Bank of New Zealand economist Stephen Toplis said that while buoyant prices accounted for much of the annual increase in exports, the fact that it was accelerating suggested volumes might be improving as well.
HSBC economist Grant Fitzner said the usual seasonal pattern would see the recent run of strong trade surpluses erode and probably dip back into deficit in the second half of the year.
"But on a seasonally adjusted basis recent trade numbers have been very strong.
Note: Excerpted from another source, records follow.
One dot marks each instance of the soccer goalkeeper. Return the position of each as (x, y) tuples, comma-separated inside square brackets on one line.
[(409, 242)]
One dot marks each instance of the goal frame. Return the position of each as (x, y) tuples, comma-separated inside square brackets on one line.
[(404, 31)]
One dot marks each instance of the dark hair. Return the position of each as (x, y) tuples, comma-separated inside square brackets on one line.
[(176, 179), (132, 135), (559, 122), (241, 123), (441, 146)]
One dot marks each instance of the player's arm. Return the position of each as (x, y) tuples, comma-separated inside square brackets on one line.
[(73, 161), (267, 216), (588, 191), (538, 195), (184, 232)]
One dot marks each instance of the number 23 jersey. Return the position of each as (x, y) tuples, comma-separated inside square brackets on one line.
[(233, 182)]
The merchandise goods surplus for the first two months of the June quarter totals $1.03 billion compared with just $151 million for the same period last year.
"Even if June's monthly trade balance was flat, that would still imply a strong positive contribution by net exports to GDP growth and a further fall in the current account deficit in the June quarter," Mr Fitzner said.
In the three months ended May 31, exports were 20 per cent up on the same period last year, while imports were up 8 per cent, or 11 per cent if allowance is made for "lumpy" imports of transport equipment in the year-ago period.
But allowing for higher import prices, that suggests core import volumes remain very subdued, Mr Gibbs said.
Imports of capital plant and machinery were up 7.6 per cent on the same period last year, and imports of consumer goods were up 13.9 per cent.
Imports of military gear increased 10-fold, but were still only $48 million for the quarter.